Saturday, May 29, 2004
Background - Post-invasion Climate
It is natural to assume that a typical Iraqi holds two conflicting feelings:
• A feeling of gratitude to the U.S.A. and the U.K. for ridding the country of a brutally oppressive regime which most Iraqis believe that it would not have been possible (or even imaginable) to overthrow without the military intervention of the U.S.A.
• A feeling of resentment at the presence of a foreign military power and the visible occupation of the country by a foreign army. This presence offends deeply held convictions of nationalism and pride.
The passage of time will only tilt the balance towards the second feeling.
One can safely assume that it is the intention of the coalition to establish a democracy in Iraq. But any government installed by the coalition, no matter how sincere, will be viewed with suspicion as a puppet regime.
Furthermore, the political vacuum at present in Iraq, which is a result of active policy of the past regime, means that there are no widely accepted, credible and independent public figures readily available. The new political parties, now mushrooming, need some time to organize themselves and formulate their programs.
Also, it is almost certain that the present security situation can be ultimately brought under control through the deployment of military/police forces to maintain law and order.

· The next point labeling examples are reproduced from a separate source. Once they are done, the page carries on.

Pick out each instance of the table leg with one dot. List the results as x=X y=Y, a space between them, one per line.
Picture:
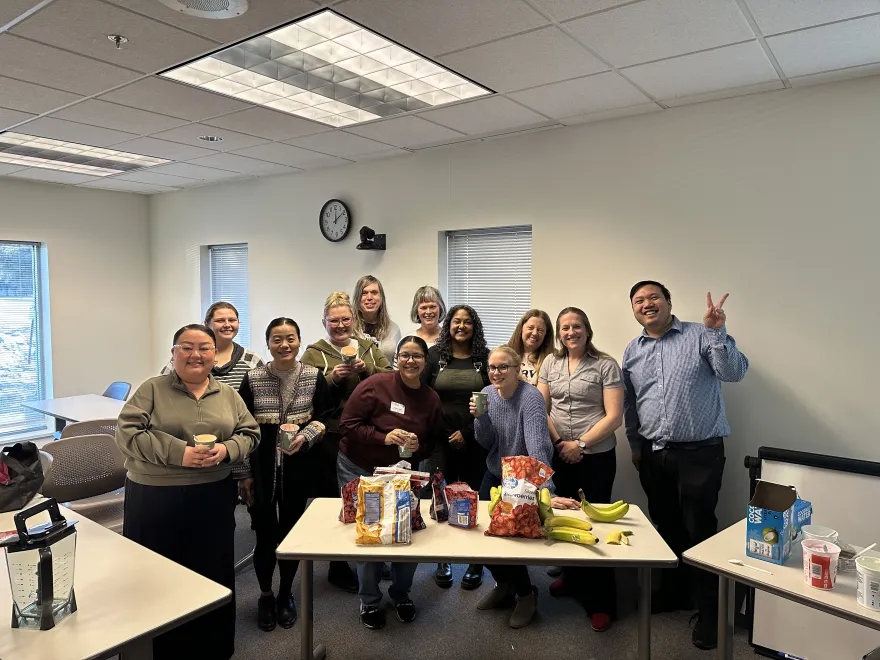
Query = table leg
x=644 y=614
x=307 y=623
x=726 y=612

In the longer term though, this is bound to lead to more popular resentment!
It is in the long-term interest of both the coalition and Iraq for the coalition to retain the good will of the Iraqi people.
It is therefore of paramount importance that the U.S. administration establishes, as quickly as possible, a truly democratic government.
A year later, I still stand by those words except for the assumption that “…it is the intention of the coalition to establish a democracy in Iraq”!